+1 non-binding

I’ve re-done the manual EMR tests, including running some examples.

Piotrek

> On 10 Feb 2020, at 11:37, Yang Wang <danrtsey...@gmail.com> wrote:
> 
> +1 non-binding
> 
> 
> - Building from source with all tests skipped
> - Build a custom image with 1.10-rc3
> - K8s tests
>    * Deploy a standalone session cluster on K8s and submit multiple jobs
>    * Deploy a standalone per-job cluster
>    * Deploy a native session cluster on K8s with/without HA configured,
> kill TM and jobs could recover successfully
> 
> 
> Best,
> Yang
> 
> Jingsong Li <jingsongl...@gmail.com> 于2020年2月10日周一 下午4:29写道:
> 
>> Hi,
>> 
>> 
>> +1 (non-binding) Thanks for driving this, Gary & Yu.
>> 
>> 
>> There is an unfriendly error here: "OutOfMemoryError: Direct buffer memory"
>> in FileChannelBoundedData$FileBufferReader.
>> 
>> It forces our batch users to configure
>> "taskmanager.memory.task.off-heap.size" in production jobs. And users are
>> hard to know how much memory they need configure.
>> 
>> Even for us developers, it is hard to say how much memory, it depends on
>> tasks left over from the previous stage and the parallelism.
>> 
>> 
>> It is not a blocker, but hope to resolve it in 1.11.
>> 
>> 
>> - Verified signatures and checksums
>> 
>> - Maven build from source skip tests
>> 
>> - Verified pom files point to the 1.10.0 version
>> 
>> - Test Hive integration and SQL client: work well
>> 
>> 
>> Best,
>> 
>> Jingsong Lee
>> 
>> On Mon, Feb 10, 2020 at 12:28 PM Zhu Zhu <reed...@gmail.com> wrote:
>> 
>>> My bad.
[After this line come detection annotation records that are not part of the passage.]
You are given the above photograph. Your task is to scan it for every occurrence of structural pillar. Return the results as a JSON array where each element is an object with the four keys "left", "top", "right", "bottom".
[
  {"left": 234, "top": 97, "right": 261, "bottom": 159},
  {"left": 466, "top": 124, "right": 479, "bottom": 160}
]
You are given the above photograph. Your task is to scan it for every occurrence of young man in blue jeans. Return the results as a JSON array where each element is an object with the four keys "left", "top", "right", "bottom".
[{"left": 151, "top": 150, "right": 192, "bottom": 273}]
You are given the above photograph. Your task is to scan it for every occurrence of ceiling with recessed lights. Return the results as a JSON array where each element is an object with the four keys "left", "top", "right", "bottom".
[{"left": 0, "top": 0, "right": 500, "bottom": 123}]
The missing commit info is caused by building from the src code
>> zip
>>> which does not contain the git info.
>>> So this is not a problem.
>>> 
>>> +1 (binding) for rc3
>>> Here's what's were verified :
>>> * built successfully from the source code
>>> * run a sample streaming and a batch job with parallelism=1000 on yarn
>>> cluster, with the new scheduler and legacy scheduler, the job runs well
>>> (tuned some resource configs to enable the jobs to work well)
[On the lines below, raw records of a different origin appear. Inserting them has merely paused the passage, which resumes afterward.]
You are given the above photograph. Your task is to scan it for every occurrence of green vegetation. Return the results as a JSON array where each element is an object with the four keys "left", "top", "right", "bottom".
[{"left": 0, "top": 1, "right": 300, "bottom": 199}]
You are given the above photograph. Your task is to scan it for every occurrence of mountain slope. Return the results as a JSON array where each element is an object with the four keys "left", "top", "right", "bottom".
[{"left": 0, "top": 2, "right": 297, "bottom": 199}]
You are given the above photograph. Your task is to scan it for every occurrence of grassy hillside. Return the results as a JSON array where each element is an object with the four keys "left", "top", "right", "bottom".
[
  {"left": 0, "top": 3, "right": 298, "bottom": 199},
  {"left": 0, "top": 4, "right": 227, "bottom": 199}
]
>>> * killed TMs to trigger failures, the jobs can finally recover from the
>>> failures
>>> 
>>> Thanks,
>>> Zhu Zhu
>>> 
>>> Zhu Zhu <reed...@gmail.com> 于2020年2月10日周一 上午12:31写道:
>>> 
>>>> The commit info is shown as <unknown> on the web UI and in logs.
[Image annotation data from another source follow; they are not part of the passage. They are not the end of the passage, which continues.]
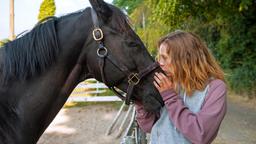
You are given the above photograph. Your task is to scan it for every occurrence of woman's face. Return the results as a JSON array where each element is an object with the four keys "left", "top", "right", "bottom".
[{"left": 158, "top": 44, "right": 173, "bottom": 77}]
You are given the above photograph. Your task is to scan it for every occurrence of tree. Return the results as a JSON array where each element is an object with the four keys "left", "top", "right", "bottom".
[
  {"left": 38, "top": 0, "right": 56, "bottom": 21},
  {"left": 116, "top": 0, "right": 256, "bottom": 97}
]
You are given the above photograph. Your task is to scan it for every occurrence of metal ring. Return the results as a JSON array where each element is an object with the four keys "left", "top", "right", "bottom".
[
  {"left": 92, "top": 28, "right": 103, "bottom": 41},
  {"left": 97, "top": 47, "right": 108, "bottom": 57}
]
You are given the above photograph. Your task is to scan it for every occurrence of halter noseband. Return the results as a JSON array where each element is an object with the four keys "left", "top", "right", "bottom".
[{"left": 91, "top": 8, "right": 159, "bottom": 105}]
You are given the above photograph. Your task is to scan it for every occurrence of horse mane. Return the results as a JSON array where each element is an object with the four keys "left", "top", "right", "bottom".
[{"left": 0, "top": 18, "right": 59, "bottom": 81}]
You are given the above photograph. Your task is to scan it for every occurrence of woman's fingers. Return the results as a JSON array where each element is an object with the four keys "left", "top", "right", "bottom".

>>>> Not sure if it's a common issue or just happens to my build only.
>>>> 
>>>> Thanks,
>>>> Zhu Zhu
>>>> 
>>>> aihua li <liaihua1...@gmail.com> 于2020年2月9日周日 下午7:42写道:
>>>> 
>>>>> Yes, but the results you see in the Performance Code Speed Center [3]
>>>>> skip FLIP-49.
>>>>> The results of the default configurations are overwritten by the
>> latest
>>>>> results.
>>>>> 
>>>>>> 2020年2月9日 下午5:29,Yu Li <car...@gmail.com> 写道:
>>>>>> 
>>>>>> Thanks for the efforts Aihua! These could definitely improve our RC
>>>>> test coverage!
>>>>>> 
>>>>>> Just to confirm, that the stability tests were executed with the
>> same
>>>>> test suite for Alibaba production usage, and the e2e performance one
>> was
>>>>> executed with the test suite proposed in FLIP-83 [1] and FLINK-14917
>>> [2],
>>>>> and the result could also be observed from our performance code-speed
>>>>> center [3], right?
>>>>>> 
>>>>>> Thanks.
>>>>>> 
>>>>>> Best Regards,
>>>>>> Yu
>>>>>> 
>>>>>> [1]
>>>>> 
>>> 
>> https://cwiki.apache.org/confluence/display/FLINK/FLIP-83%3A+Flink+End-to-end+Performance+Testing+Framework
>>>>> <
>>>>> 
>>> 
>> https://cwiki.apache.org/confluence/display/FLINK/FLIP-83%3A+Flink+End-to-end+Performance+Testing+Framework
>>>>>> 
>>>>>> [2] https://issues.apache.org/jira/browse/FLINK-14917 <
>>>>> https://issues.apache.org/jira/browse/FLINK-14917>
>>>>>> [3] https://s.apache.org/nglhm <https://s.apache.org/nglhm>
>>>>>> 
>>>>>> On Sun, 9 Feb 2020 at 11:20, aihua li <liaihua1...@gmail.com
>> <mailto:
>>>>> liaihua1...@gmail.com>> wrote:
>>>>>> +1 (non-binging)
>>>>>> 
>>>>>> I ran stability tests and end-to-end performance tests in branch
>>>>> release-1.10.0-rc3,both of them passed.
>>>>>> 
>>>>>> Stability test: It mainly checks The flink job can revover from
>>>>> various abnormal situations which concluding disk full,
>>>>>> network interruption, zk unable to connect, rpc message timeout,
>> etc.
>>>>>> If job can't be recoverd it means test failed.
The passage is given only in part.